Tuesday 8 August 2017

A crisis

The words "mid-life crisis" have sprung to mind a few times. Apparently, I should be buying a sports car or a motorcycle right now. Instead, I'm in the process of becoming a counsellor and learning to dance. It feels less like a crisis and more like a continuing exploration of identity: in person-centred counselling terms, it's a time where we're aiming for greater congruence, and moving ever closer to our organismic selves. Yeah, you have to be careful how you say that last one.

It's likely that I always had a love for dance, and a desire to help others. The thing is, we bury so much of who we are, due to a misguided sense of who we should be, must be, or have to be. Our search for identity can feel like trying to paint with watercolours in the rain, or that we're forever pushing against a door marked "pull". Are we being our true selves, or the person we think we have to be?

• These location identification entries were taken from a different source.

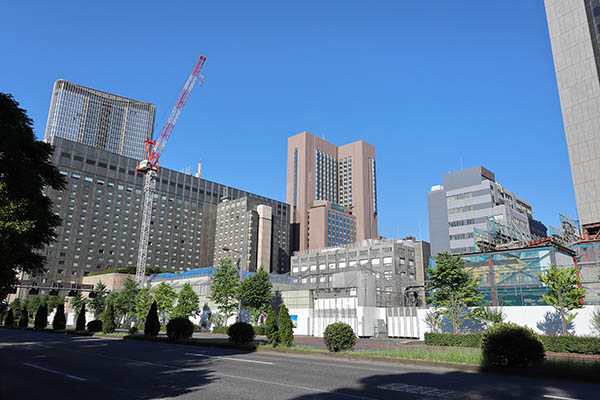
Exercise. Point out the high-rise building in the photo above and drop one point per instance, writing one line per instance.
(344, 177)
(574, 27)
(101, 120)
(471, 200)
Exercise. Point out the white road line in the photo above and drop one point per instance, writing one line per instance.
(56, 372)
(228, 358)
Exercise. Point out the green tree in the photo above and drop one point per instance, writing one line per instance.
(285, 327)
(255, 294)
(564, 293)
(27, 221)
(10, 319)
(165, 297)
(52, 302)
(98, 303)
(80, 324)
(59, 322)
(143, 301)
(108, 318)
(452, 289)
(124, 301)
(188, 303)
(41, 317)
(34, 305)
(224, 288)
(152, 324)
(77, 302)
(271, 327)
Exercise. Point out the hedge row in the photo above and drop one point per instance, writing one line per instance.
(557, 344)
(450, 339)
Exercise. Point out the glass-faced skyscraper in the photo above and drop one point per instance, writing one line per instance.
(574, 27)
(102, 120)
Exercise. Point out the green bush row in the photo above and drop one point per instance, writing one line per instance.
(450, 339)
(558, 344)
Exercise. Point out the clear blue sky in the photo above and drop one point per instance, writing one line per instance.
(433, 85)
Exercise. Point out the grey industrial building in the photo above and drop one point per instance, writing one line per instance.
(470, 200)
(574, 27)
(99, 119)
(100, 209)
(397, 266)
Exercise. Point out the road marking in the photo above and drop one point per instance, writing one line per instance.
(229, 358)
(426, 390)
(56, 372)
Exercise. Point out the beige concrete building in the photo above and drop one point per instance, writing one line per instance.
(344, 176)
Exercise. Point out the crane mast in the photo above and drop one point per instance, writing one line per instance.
(149, 166)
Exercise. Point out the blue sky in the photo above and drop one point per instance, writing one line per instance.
(434, 86)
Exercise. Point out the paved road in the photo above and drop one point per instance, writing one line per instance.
(52, 366)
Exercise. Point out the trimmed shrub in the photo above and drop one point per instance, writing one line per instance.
(152, 324)
(24, 320)
(59, 322)
(180, 328)
(94, 326)
(451, 339)
(339, 337)
(80, 324)
(511, 345)
(571, 344)
(271, 328)
(41, 317)
(9, 322)
(285, 328)
(259, 330)
(220, 329)
(241, 333)
(108, 319)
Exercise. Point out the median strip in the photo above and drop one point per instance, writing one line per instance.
(56, 372)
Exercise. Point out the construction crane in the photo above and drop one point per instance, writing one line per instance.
(149, 167)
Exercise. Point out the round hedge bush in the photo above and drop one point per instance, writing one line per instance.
(511, 345)
(241, 333)
(339, 337)
(94, 326)
(180, 328)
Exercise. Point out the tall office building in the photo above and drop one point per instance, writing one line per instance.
(471, 199)
(574, 27)
(101, 120)
(344, 178)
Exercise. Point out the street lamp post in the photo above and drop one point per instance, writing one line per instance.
(239, 266)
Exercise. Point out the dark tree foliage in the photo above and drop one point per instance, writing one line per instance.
(152, 325)
(26, 218)
(271, 327)
(41, 317)
(80, 325)
(59, 322)
(108, 319)
(24, 320)
(9, 322)
(285, 327)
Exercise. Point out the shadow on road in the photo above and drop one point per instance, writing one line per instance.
(451, 385)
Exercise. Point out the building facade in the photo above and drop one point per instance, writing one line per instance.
(574, 27)
(471, 200)
(396, 266)
(345, 176)
(101, 212)
(244, 230)
(101, 120)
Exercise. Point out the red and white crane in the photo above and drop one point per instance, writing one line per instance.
(149, 167)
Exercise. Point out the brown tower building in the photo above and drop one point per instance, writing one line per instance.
(342, 181)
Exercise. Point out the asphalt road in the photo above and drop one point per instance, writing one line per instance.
(53, 366)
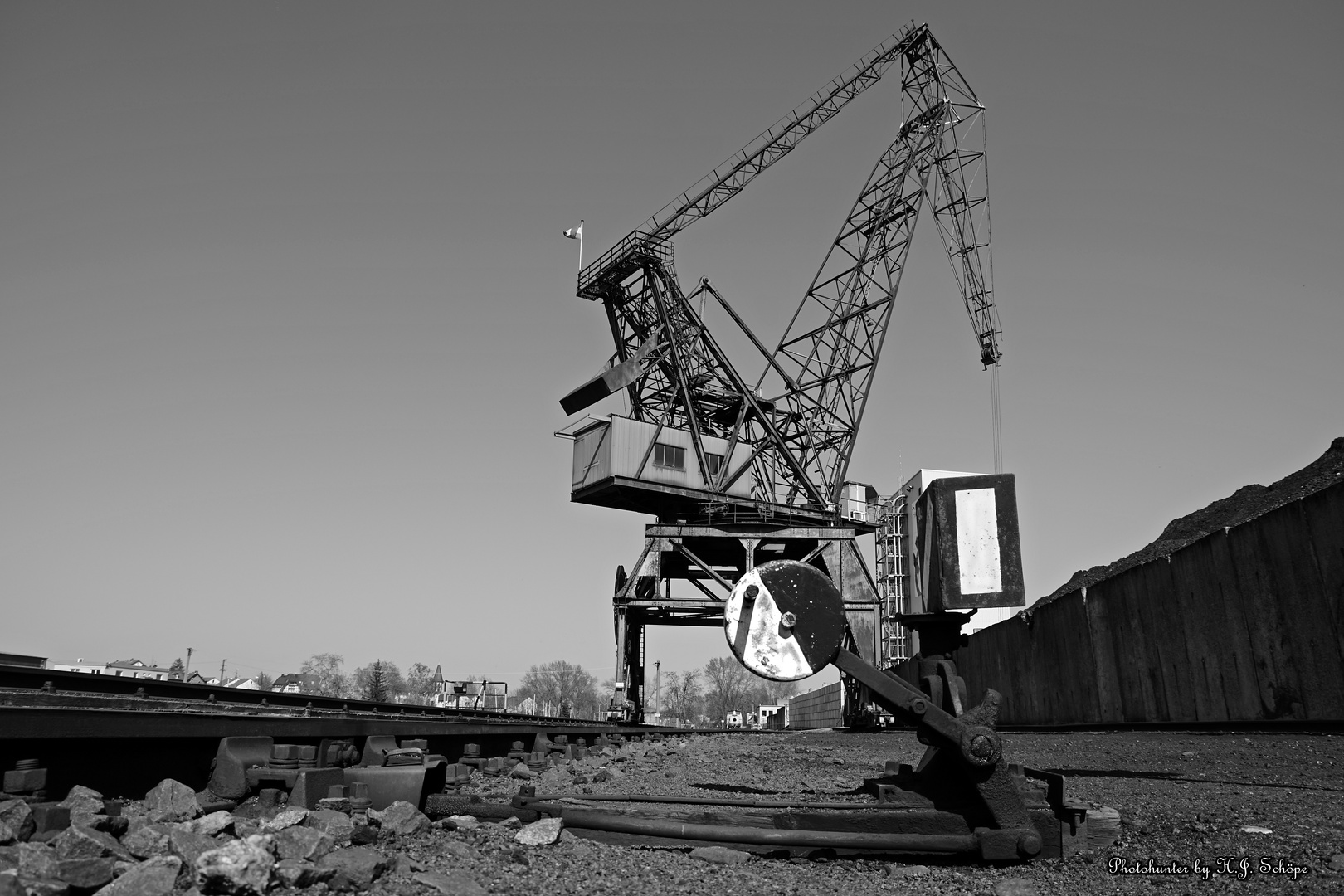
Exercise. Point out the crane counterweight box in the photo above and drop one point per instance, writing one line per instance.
(967, 546)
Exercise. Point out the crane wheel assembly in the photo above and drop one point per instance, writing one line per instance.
(785, 620)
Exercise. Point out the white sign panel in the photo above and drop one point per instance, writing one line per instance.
(977, 542)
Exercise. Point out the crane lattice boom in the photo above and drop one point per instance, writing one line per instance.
(800, 418)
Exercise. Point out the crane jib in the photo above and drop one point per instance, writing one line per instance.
(789, 455)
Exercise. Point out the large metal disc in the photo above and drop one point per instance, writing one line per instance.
(784, 621)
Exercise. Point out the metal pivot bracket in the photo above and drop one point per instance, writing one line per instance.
(785, 621)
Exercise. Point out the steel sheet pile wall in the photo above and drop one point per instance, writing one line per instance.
(1241, 625)
(821, 709)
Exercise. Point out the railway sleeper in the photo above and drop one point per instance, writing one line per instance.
(383, 772)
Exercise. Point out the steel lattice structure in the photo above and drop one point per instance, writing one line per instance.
(801, 416)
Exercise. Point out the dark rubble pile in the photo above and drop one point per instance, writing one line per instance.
(1244, 504)
(1181, 796)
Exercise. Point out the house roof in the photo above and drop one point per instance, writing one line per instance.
(304, 681)
(136, 664)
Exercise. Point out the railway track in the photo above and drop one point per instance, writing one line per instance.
(123, 735)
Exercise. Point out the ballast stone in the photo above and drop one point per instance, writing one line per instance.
(151, 878)
(17, 817)
(210, 825)
(238, 868)
(334, 824)
(301, 843)
(401, 818)
(78, 841)
(284, 820)
(173, 800)
(457, 884)
(353, 869)
(721, 855)
(86, 874)
(541, 833)
(82, 801)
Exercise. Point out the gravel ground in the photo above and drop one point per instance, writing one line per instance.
(1183, 798)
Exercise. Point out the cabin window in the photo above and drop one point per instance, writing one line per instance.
(714, 462)
(668, 455)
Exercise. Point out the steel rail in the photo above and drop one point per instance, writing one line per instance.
(60, 681)
(782, 839)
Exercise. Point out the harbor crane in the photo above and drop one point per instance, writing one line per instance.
(743, 470)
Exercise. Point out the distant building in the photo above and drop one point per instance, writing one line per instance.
(21, 660)
(139, 670)
(295, 683)
(470, 694)
(119, 670)
(80, 665)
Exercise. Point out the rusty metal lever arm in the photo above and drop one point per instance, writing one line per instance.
(977, 744)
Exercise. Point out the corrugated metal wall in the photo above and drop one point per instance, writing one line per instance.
(1242, 625)
(821, 709)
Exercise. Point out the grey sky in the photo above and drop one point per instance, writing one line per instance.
(285, 309)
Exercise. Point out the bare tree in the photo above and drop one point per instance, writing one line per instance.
(420, 684)
(329, 681)
(392, 683)
(726, 687)
(683, 694)
(557, 681)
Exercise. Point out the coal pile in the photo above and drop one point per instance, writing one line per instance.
(1244, 504)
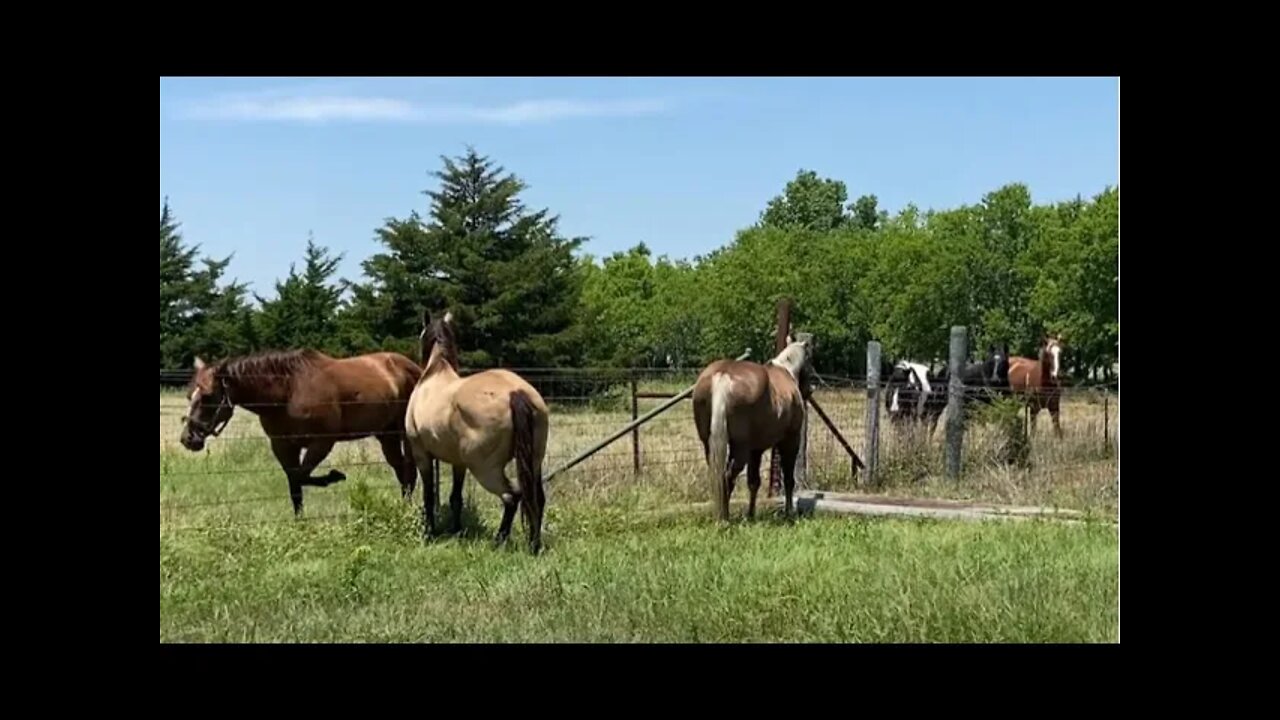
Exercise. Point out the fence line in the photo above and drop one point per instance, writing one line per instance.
(589, 408)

It's particularly difficult if we were given the message, early on in our lives, that we weren't good enough, and that nothing we did would ever be good enough. This is damaging, as it leads to us setting impossibly high standards for ourselves, and labelling ourselves as deficient in some way, should we fail to meet those standards. At its worst, we may feel that we will get everything wrong anyway, so our motivation to try in the first place is affected. We might fear failure, because the consequences of past failures have been the disapproval or judgement of people who were important in our lives, which in turn affected our view of ourselves.

Maybe this isn't just about finding our true selves. Maybe this is just as much about throwing off the shackles of the expectations of others.